Wednesday 3 February 2010

Antipsychotics and antidementia agents

In a neuroscience lecture this morning given by James Reed of Birmingham and Solihul Mental Health Foundation Trust, we followed the progress of a number of "typical" mental health, including schizophrenia and Alzheimer's disease cases. One interesting point I noted was that in both cases there was administration of drugs (anti-pyschotics in the schizophrenia case and drugs such as donepezil ("Aricept") in the Alzheimer's case). I feel there is something to be learned for my research from how antipyschotics and antidementia agents act on the brain to reduce the symptoms. It's clear in both cases that the drugs do not address the causes of the disorders, but only manage the symptoms of the suffers. A bit of Wikipedia trawling follows... (proper paper references to come when I properly research this!)

Aricept is a type of acetylcholinesterase inhibitor (i.e. it inhibits the enzyme which breaks down acetylcholine), which ties in with the theories I've read in Stein and Ludik (1998) about the role of acetylcholine in memory management and prevention of runaway synaptic modification. The Alzheimer's Society helpfully explain that "Aricept, Exelon and Reminyl prevent an enzyme known as acetylcholinesterase from breaking down acetylcholine in the brain. Increased concentrations of acetylcholine lead to increased communication between the nerve cells that use acetylcholine as a chemical messenger, which may in turn temporarily improve or stabilise the symptoms of Alzheimer's disease ... the action of Ebixa is quite different to, and more complex than, that of Aricept, Exelon and Reminyl. Ebixa blocks a messenger chemical known as glutamate. Glutamate is released in excessive amounts when brain cells are damaged by Alzheimer's disease, and this causes the brain cells to be damaged further. Ebixa can protect brain cells by blocking this release of excess glutamate."

Most antipyschotic drugs appear to work by simply blocking dopamine receptors in the brain, typically the D2 or D4 receptor, and "atypical" antipsychotics also act on serotonin receptors. James mentioned that clozapine is a particularly effective antipsychotic (although it is rarely used now as it has some severe side-effects), and no-one quite knows why, although apparently it acts on D2 less strongly than other antipsychotics. Developing a new drug which works in the same way, but without the side-effects, is a major part of clinical schizophrenia research which would be aided by knowing how clozapine actually works, and how it is different to other antipsychotics! This is potentially something I could attempt to model during my work.

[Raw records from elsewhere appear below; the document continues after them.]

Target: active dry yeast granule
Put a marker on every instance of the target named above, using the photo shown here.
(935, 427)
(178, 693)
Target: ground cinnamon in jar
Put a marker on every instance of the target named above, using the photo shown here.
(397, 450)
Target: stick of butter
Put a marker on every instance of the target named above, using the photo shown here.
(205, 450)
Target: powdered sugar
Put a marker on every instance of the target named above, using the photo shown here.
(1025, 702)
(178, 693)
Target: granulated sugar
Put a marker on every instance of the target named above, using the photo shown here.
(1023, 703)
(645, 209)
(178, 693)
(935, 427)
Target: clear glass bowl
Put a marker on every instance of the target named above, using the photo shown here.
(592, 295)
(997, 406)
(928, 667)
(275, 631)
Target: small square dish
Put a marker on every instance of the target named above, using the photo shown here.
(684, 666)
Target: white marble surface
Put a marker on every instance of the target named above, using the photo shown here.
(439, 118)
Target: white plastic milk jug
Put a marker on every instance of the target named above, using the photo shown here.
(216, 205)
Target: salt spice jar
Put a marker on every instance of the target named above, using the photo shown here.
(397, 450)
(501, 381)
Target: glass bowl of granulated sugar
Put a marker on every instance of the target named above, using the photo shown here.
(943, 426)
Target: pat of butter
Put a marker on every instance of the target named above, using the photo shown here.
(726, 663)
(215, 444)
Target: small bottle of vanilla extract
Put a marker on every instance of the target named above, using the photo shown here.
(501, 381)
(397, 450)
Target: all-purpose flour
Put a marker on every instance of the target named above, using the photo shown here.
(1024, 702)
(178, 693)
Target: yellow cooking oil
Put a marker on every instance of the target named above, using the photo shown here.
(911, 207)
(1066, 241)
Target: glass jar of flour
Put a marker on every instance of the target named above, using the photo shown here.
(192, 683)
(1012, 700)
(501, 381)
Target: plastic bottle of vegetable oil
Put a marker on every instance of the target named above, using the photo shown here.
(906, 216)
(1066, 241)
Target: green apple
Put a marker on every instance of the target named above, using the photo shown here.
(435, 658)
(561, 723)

There is some interesting background to various medical and neurological theories about the causes of schizophrenia on Wikipedia too, with particular mention of the Glutamate (related to NMDA receptors; see Greenstein and Ruppin, 1998) and Dopamine (supported by the fact that antipsychotics work by blocking dopamine receptors) theories. Apparently the glutamate hypothesis "does not negate the dopamine hypothesis, and the two may be ultimately brought together by circuit-based models." (Lisman et al., 2008, as cited at Wikipedia).

Interestingly, glutamate is mentioned in both schizophrenia and Alzheimer's disease, although for different reasons. In the glutamate theory of schizophrenia (non-Wikipedia link), treatment is performed by increasing the amount of glutamate available, whereas Ebixa attempts to reduce the amount of damage caused by glutamate in Alzheimer's disease.

Finally, the BBC has produced a Dementia 2010 news feature focussing on dementia and Alzheimer's disease. Of particular interest, if only for soundbites as part of my introduction, are:

  • Dementia 'losing out' to cancer in funding stakes (The usual sob story, albeit justified, calling for more funding).
  • What is delaying a cure for Alzheimer's? (The answer again is "funding", but the article at least acknowledges that much of the currently-reported Alzheimer's disease research progress in the media simply focusses on seemingly trivial findings, such as that eating cornflakes three times a day and tying your shoelaces immediately before attempting a crossword statistically lowers your chances of developing AD, without going deeper into why).
  • Indian village may hold key to beating dementia (Nearly one of the aforementioned "trivial observations" reports, but at least they did some research into more specific factors such as a low-cholesterol, vegetarian diet, and lack of the APO4E gene which apparently predisposes people to AD. This also links to a paper by Sima and Li (2006) on a proposed connection between diabetes and Alzheimer's disease).

References
Greenstein-Messica, A. and Ruppin, E. (1998), "Synaptic runaway in associative networks and the pathogenesis of schizophrenia", in Neural Computation 10:451--465.

Lisman JE, Coyle JT, Green RW, et al. (May 2008). "Circuit-based framework for understanding neurotransmitter and risk gene interactions in schizophrenia". Trends in Neurosciences 31 (5): 234–42.

Sima, A.A.F and Li, Z. (2006), "Diabetes and Alzheimer's Disease - Is There a Connection?". The Review of Diabetic Studies 3(4):161.


Stein, D.J. and Ludik, J. (1998), Neural Networks and Pyschopathology, Cambridge University Press.